Whatever you decide to do, make your money work for you.
Unless a family member is leaving you a great deal of money in their will, social security and other benefits will not be a great source of retirement income either. My advice to get you started in the right direction: Participate in company retirement plans, IRAs, ROTH IRAs, and other 401k retirement plans - especially if companies match funds.
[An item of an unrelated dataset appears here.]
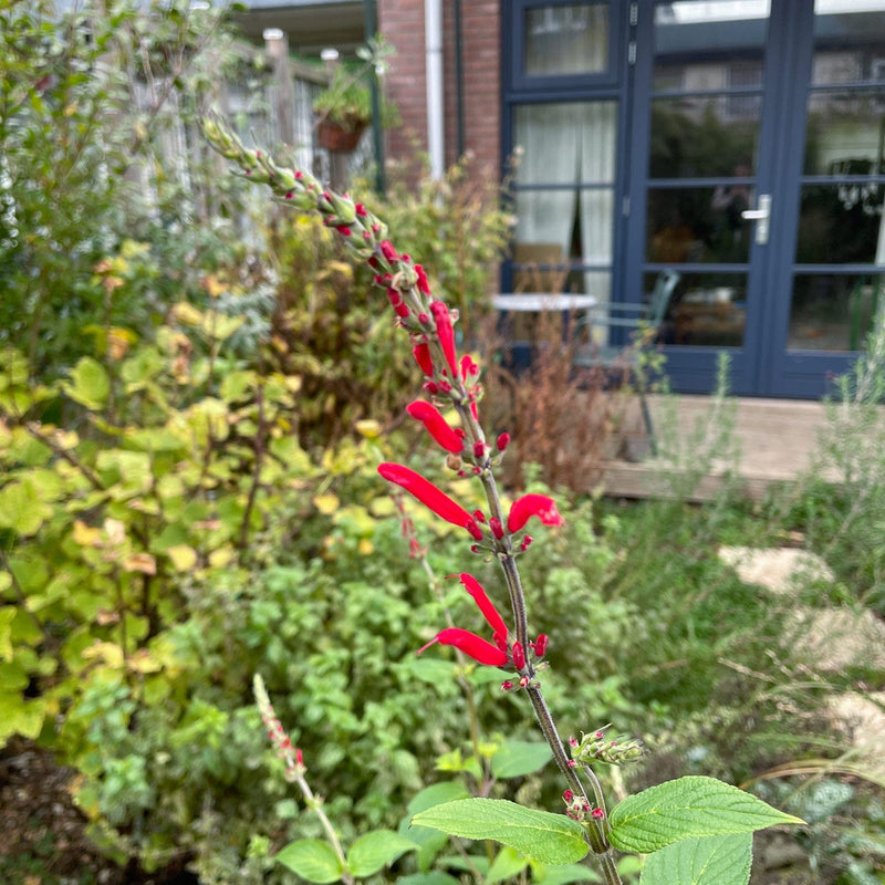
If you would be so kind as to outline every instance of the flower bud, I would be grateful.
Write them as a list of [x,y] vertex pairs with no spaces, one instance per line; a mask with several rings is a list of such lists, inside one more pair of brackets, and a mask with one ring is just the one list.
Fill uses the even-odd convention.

Here are some key tips to investing well.
Start Saving Today
It doesn’t matter if it’s $20 a month or $5,000 a month. Allow for compounding interest to accrue and generate earnings. Any money earned can then be reinvested. The more you can afford to sock away now at when you’re younger the better. Open an IRA, meet your employer’s match program, or even contribute often to your 401(k). Even in retirement, life can be expensive. According to the U.S. government, you’ll need at least 90% of your pre-retirement income just to maintain your standard of living when you stop working.
Have an Actual Plan
You can’t really succeed if you don’t know where you’re going, or where you’re headed. Sit with a financial planner. Write down your goals and have him help you figure out how to get there. Remember, financial success is a choice. If you choose to do nothing, you will receive nothing. Understand savings and cash flows you currently have and what they may look like in the future.
Learn the Rules
The rules of retirement can be just as confusing as tax codes a times. Know if you should stick to a Roth IRA or a traditional IRA over the year. Know which has tax-deductible contributions or tax-free withdrawals. As you reach retirement age, check on Social Security to see how you may be able to claim more money by waiting until you reach full retirement age. Own your home. Own rental real estate. Have money in tax-deferred retirement plans. Diversify in stocks. These are things to understand as you plan for retirement. And remember that diversification is key. You wouldn’t put all your eggs in one basket.
Have Financial Cushions
Heading into retirement without proper diversification, especially in cash is a bad idea. Imagine retiring tomorrow, and the stock market crashes back to 6,500. Have a Plan B just in case. For example, have a couple years worth of cash on hand at all times so you can still pay your bills and live. Don’t head into retirement without a stress test on what ifs.
In short, be prepared to retire. Or, plan to not retire. It’s your choice.